With that done, you can query your federated table as if it were in your local server. Issue a query and get a record set.
select * from City where ID = 1;
+----+-------+-------------+----------+------------+
| ID | Name | CountryCode | District | Population |
+----+-------+-------------+----------+------------+
| 1 | Kabul | AFG | Kabol | 1780000 |
+----+-------+-------------+----------+------------+
There are a few limitations concerning federated engine usage, namely:
ALTER TABLE commands on a federated
table.This is basically what the official docs say, no more and no less. Beyond that, it's all unexplored land.

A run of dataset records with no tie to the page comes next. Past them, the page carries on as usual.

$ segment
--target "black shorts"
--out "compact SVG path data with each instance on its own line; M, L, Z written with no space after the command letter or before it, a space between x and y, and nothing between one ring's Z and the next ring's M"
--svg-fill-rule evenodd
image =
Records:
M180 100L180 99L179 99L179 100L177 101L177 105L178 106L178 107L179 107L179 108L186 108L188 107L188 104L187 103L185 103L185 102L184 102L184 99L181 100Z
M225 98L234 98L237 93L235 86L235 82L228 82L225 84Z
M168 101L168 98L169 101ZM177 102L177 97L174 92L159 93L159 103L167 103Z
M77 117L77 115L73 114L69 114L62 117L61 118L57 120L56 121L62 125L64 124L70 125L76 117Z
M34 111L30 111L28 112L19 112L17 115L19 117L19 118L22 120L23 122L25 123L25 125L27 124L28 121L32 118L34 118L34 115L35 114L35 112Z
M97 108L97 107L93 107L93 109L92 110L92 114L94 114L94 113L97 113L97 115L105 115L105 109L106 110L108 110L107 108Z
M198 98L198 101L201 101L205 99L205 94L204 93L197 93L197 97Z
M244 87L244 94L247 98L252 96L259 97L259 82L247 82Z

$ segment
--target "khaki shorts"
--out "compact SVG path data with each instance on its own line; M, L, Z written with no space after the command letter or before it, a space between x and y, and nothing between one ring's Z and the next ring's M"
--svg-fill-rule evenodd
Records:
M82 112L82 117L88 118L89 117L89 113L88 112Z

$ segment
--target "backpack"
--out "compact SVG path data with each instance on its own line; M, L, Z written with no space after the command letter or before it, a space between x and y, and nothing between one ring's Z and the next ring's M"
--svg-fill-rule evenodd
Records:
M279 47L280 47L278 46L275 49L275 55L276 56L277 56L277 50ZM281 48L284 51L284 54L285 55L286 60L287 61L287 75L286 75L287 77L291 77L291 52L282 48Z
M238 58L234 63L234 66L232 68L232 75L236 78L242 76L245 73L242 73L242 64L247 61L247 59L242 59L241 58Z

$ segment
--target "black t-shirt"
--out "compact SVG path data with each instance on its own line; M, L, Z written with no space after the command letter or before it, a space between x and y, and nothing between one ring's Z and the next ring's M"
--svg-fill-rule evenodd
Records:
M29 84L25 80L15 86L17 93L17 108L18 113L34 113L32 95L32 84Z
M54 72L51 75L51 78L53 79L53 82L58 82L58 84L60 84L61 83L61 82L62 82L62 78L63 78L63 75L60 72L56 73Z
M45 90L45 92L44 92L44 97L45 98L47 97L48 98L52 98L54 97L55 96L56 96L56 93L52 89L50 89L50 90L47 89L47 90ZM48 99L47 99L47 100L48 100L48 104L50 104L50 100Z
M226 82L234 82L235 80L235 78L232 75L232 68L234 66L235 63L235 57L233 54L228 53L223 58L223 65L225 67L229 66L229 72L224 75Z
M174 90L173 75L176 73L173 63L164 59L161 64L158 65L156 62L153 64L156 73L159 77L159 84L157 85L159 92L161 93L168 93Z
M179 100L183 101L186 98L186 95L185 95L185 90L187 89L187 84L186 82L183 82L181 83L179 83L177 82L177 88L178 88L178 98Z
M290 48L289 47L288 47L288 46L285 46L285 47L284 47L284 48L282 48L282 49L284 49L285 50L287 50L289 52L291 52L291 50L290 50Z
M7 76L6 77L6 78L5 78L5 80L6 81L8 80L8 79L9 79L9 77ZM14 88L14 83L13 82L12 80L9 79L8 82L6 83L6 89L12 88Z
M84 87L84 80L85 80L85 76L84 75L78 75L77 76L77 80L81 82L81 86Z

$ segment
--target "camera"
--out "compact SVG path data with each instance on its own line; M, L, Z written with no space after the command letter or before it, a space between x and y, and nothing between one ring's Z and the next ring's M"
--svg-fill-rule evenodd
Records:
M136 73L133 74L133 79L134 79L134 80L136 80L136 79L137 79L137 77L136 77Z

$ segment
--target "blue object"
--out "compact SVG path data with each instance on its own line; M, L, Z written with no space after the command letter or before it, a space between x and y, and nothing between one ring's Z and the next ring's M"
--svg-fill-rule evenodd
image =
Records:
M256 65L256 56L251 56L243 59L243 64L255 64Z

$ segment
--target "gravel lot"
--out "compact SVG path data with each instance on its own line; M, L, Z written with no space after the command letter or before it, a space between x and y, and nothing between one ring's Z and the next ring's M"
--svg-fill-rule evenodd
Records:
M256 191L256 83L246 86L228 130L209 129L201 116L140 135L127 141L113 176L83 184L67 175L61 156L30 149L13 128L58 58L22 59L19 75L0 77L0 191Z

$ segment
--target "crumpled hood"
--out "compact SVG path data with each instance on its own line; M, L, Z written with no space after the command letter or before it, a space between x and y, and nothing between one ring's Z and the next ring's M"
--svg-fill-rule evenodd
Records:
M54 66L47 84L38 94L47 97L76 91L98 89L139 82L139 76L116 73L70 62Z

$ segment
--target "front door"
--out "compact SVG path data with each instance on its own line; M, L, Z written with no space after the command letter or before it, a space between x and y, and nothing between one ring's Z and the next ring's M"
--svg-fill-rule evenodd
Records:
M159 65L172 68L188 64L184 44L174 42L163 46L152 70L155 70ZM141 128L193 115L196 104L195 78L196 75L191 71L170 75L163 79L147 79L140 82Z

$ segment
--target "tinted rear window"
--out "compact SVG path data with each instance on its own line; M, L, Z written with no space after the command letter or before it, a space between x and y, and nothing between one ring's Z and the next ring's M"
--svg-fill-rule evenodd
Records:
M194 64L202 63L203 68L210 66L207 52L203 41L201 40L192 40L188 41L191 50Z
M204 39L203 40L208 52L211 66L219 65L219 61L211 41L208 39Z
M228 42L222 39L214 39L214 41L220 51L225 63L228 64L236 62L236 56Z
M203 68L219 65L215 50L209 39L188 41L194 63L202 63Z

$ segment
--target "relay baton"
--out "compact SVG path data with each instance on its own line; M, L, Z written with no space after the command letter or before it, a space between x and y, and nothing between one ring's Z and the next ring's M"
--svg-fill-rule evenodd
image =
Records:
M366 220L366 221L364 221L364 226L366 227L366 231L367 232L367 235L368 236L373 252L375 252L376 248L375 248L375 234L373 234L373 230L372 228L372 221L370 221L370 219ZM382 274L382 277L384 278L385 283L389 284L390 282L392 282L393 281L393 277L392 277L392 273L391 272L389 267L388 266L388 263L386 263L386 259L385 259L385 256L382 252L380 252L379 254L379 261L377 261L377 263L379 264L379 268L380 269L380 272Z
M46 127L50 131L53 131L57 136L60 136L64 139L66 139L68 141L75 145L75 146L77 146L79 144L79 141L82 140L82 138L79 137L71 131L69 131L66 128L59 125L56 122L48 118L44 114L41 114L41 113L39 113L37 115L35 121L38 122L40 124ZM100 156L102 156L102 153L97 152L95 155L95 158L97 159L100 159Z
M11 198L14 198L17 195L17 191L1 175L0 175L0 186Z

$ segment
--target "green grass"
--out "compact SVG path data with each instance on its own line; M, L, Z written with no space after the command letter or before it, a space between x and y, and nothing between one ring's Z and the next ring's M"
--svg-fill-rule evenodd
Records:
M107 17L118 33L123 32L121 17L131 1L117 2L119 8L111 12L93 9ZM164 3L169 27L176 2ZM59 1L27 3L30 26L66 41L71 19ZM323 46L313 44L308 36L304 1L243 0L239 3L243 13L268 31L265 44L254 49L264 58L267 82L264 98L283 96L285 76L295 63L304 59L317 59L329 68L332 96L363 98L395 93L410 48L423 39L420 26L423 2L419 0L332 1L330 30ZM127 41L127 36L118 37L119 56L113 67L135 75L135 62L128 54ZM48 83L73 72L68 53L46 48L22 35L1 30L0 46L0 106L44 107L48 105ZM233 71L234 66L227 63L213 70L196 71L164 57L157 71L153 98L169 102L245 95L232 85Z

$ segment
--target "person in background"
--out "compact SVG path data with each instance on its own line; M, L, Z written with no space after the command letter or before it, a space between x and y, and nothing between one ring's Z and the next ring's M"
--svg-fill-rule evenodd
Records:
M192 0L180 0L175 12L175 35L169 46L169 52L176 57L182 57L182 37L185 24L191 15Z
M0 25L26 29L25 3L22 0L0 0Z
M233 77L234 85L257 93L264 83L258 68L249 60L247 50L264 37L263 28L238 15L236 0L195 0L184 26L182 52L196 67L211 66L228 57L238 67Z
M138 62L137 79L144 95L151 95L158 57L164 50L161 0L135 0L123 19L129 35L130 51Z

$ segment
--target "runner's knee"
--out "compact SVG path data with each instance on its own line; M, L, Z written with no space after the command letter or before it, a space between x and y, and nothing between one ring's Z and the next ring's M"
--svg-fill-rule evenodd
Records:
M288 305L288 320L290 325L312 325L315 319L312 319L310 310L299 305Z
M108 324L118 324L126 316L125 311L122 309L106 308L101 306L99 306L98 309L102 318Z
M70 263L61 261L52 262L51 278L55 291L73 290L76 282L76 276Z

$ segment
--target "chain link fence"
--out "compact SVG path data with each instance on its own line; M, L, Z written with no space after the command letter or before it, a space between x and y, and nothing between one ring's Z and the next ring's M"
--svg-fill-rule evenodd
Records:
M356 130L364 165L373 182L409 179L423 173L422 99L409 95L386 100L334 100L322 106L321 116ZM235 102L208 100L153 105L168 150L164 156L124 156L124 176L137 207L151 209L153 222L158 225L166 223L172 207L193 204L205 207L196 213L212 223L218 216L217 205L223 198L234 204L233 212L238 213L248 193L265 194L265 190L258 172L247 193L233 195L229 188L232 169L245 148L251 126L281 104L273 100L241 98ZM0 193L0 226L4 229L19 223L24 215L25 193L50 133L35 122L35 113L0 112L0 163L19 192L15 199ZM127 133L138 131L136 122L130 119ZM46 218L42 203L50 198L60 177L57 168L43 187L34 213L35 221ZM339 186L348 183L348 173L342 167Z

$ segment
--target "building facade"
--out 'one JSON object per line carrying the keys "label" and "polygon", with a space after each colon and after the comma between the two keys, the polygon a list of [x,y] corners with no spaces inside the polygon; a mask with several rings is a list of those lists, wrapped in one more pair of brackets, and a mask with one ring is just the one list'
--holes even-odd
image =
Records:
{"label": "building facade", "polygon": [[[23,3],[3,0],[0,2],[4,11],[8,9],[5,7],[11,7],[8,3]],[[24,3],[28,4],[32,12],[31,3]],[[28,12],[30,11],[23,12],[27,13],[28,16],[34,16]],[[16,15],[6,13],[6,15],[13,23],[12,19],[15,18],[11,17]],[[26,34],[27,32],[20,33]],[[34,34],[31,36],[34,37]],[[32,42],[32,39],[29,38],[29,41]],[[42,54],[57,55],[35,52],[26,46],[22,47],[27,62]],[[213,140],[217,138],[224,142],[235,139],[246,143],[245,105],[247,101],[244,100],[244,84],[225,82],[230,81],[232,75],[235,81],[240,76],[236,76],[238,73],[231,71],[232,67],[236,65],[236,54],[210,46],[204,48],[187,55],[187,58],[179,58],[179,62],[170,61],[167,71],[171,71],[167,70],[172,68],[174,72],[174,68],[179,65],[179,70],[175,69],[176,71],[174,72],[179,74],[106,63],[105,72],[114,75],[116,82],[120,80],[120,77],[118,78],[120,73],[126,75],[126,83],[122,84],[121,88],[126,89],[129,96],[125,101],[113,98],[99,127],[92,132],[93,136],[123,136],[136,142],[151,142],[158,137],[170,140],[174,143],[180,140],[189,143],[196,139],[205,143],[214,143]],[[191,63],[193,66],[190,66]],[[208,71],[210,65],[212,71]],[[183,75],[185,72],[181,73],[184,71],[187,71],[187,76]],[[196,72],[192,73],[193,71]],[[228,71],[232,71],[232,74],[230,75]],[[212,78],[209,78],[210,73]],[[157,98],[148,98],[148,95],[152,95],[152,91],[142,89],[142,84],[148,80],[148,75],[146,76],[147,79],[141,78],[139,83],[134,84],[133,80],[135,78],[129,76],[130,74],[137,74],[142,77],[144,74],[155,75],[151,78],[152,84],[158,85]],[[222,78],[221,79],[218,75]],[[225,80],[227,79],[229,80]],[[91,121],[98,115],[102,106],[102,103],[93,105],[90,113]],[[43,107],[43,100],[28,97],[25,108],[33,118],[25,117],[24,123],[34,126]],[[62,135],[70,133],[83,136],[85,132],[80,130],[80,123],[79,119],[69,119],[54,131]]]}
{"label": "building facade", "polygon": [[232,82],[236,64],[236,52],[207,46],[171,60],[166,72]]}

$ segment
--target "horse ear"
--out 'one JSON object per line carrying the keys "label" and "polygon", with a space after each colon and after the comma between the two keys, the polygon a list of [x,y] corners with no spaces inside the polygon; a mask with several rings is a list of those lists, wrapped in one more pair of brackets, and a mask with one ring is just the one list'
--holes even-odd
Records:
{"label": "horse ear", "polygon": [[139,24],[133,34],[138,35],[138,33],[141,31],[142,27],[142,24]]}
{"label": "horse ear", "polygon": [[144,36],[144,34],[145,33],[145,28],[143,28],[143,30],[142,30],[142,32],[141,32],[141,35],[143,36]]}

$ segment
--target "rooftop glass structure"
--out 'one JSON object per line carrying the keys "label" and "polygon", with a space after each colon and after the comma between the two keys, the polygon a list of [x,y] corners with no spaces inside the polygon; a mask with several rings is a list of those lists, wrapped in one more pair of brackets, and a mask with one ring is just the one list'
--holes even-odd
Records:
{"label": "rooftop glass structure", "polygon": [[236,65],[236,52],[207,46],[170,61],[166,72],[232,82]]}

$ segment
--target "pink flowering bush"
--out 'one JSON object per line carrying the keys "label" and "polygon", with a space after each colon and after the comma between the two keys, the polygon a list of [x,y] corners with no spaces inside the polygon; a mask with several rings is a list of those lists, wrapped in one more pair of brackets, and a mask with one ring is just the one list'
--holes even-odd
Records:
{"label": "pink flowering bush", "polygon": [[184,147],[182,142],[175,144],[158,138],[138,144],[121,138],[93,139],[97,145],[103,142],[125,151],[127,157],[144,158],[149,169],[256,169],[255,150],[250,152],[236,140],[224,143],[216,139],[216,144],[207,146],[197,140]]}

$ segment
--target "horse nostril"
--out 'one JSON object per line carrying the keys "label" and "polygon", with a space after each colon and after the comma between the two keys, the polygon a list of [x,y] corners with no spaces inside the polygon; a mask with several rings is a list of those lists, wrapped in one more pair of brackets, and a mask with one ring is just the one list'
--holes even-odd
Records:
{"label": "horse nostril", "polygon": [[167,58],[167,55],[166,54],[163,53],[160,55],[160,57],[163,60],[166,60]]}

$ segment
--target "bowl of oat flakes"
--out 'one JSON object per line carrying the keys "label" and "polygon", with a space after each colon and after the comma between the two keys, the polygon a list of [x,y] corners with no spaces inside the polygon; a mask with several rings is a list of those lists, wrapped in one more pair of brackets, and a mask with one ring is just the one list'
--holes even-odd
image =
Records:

Because you won't have the reassuring backing from the manual in this matter, you should test these features for yourself. Because you need at least two instances of a MySQL server to use a federated table, here is a quick recipe to get the job done. Download the MySQL Sandbox and, from the command line, execute:
$ ./express_install.pl /opt/mysql/5.0.22/ -P 5001 -d server1 \
-c log=general.log -c log-slow-queries=slow_queries.log \
-c long_query_time=1 -c log-queries-not-using-indexes
$ ./express_install.pl /opt/mysql/5.0.22/ -P 5002 -d server2 \
-c log=general.log -c log-slow-queries=slow_queries.log \
-c long_query_time=1 -c log-queries-not-using-indexes
If you want to know more about the Sandbox, you can refer to the MySQL Sandbox tutorial. If you don't work in a Unix environment, you have to install it manually, following MySQL Windows server installation official guidelines.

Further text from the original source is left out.